A hole into the skull
Trepanation was a medical technique that Hippocrates, the father of medicines and doctors, codified in circa 5th century BC. He believed that there were four humors in the human body: Blood – Air, Yellow bile – Fire, Black bile – Earth, and Phlegm – Water. The idea of humourism consisted of thus: if one of them was redundant or deficient, ailments of spiritual and physical kinds arose. Therefore, drilling a hole into the skull of the affected suffering from depression, headache, fractures, or other symptoms of a mystical condition, would relieve the patient of malady. The Inca civilization was indeed famous for successful cases of trepanation, more favorably effectuated than those of 19th century American Civil War experience. However, it was Hippocrates who contextualized the procedural and impacts of the prehistoric operation.
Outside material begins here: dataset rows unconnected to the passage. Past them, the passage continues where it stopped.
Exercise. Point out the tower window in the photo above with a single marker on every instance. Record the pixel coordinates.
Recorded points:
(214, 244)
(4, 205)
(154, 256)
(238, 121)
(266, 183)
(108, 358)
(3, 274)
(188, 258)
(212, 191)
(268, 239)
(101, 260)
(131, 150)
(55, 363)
Trepanation is still performed today in the name of craniotomy.

The mists of the past seem strangely distant due to our conditioned sense of evolutionary scale in the continuum of prehistoric and modern times. However, history shows us in today’s world that the people who lived before us millenniums ago had emotions and concerns similar to ours and that human cultural progress is a collective enterprise without fully recognizing it within the circumferences of time and space. Just as Herodotus was gobsmacked by the sight of great pyramids built centuries before him, our descendants will be awe-struck to see the ancient ruins of the Statue of Liberty or the Empire State Building and the tires of the New York City or of Los Angeles. Time and culture are ephemeral, but cultural heritage and artifacts in the treasure of works of art and humanities passed down to posterity are eternal as long as the human race exists.